Speed difference between binaries and python wrappers
Closed this issue ยท 14 comments
Describe the bug
There is a massive difference of computation time between Terminal CLI and the Python wrappers for N4BiasFieldCorrection
and DenoiseImage
From the terminal :
N4BiasFieldCorrection : 22s
DenoiseImage : 76s
From Python:
N4BiasFieldCorrection : 33s
DenoiseImage : 602s
To reproduce
I use a classic 3DT2 in 0.8mm iso:
************************************************
Image name: "in.nii"
************************************************
Dimensions: 256 x 320 x 320
Voxel size: 0.8 x 0.8 x 0.8
Data strides: [ 1 2 3 ]
Format: NIfTI-1.1
Data type: signed 16 bit integer (little endian)
Intensity scaling: offset = 0, multiplier = 1
Transform: 1 0 0 -106.6
0 1 0 -93.8
0 0 1 -136
comments: TE=4.2e+02;Time=164035.610;phase=1
From the terminal :
cd /tmp/test_antspy
N4BiasFieldCorrection -i in.nii -o n4_in.nii -v 1
DenoiseImage -i n4_in.nii -o dn_n4_in.nii -v 1 -n Rician
From Python :
import ants
img = ants.image_read('/tmp/test_antspy/in.nii')
img = ants.n4_bias_field_correction(img, verbose=True)
img = ants.denoise_image(img, v=1)
ants.image_write(img, '/tmp/test_antspy/out.nii')
Expected behavior
Since I built from source ANTs and ANTsPy, I would expect roughly the same computation.
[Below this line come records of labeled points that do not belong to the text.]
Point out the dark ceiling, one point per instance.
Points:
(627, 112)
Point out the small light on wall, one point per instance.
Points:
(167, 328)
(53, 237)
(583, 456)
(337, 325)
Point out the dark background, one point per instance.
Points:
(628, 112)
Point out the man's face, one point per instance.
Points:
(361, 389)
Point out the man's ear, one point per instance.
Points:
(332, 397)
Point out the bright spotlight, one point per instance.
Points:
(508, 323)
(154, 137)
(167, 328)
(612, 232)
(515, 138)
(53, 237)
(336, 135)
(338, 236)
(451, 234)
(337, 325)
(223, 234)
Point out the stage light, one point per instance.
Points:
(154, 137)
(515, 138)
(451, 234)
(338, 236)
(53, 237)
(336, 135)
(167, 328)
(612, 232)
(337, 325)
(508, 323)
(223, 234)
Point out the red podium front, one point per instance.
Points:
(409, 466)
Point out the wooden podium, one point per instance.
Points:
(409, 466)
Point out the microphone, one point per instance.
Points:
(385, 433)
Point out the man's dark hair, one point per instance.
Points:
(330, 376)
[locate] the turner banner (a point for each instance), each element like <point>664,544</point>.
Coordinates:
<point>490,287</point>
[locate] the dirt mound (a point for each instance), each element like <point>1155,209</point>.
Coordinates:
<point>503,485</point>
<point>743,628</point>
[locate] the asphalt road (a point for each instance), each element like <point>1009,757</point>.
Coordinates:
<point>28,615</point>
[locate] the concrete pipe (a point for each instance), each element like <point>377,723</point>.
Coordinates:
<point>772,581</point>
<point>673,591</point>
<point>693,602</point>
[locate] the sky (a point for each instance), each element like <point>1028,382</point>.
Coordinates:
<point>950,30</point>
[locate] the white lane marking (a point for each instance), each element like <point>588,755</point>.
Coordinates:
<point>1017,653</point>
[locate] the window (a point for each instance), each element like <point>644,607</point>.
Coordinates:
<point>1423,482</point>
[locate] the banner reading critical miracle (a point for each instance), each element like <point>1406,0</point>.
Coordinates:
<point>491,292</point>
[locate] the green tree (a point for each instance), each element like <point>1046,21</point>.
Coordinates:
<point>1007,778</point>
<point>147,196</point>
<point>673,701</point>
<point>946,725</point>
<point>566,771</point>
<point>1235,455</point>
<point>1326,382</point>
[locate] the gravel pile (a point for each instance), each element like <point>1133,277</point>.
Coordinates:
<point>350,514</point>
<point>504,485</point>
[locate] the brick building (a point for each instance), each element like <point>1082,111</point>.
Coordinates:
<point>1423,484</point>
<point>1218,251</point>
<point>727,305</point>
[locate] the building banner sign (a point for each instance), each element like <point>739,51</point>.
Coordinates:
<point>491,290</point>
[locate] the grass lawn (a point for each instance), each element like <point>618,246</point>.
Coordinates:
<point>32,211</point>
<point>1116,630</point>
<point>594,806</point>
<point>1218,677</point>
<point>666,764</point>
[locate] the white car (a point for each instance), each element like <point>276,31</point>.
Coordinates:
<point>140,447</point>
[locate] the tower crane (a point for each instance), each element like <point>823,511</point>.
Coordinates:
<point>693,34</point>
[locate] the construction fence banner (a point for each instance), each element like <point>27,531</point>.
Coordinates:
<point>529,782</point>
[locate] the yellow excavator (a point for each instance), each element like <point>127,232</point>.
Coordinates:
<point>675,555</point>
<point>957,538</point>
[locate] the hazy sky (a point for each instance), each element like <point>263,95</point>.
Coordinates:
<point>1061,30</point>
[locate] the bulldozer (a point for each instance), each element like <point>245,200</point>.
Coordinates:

x1.5 N4BiasFieldCorrection
is unexpected but ok, however x8 for DenoiseImage
is very weird.
ANTsPy installation (please complete the following information):
- Hardware [ PC ] i9-11900K is 8 cores (x2 threads) CPU
- OS: [ Linux 4.15.0-20-generic x86_64 // Linux Mint 19 ]
- System details [ None ]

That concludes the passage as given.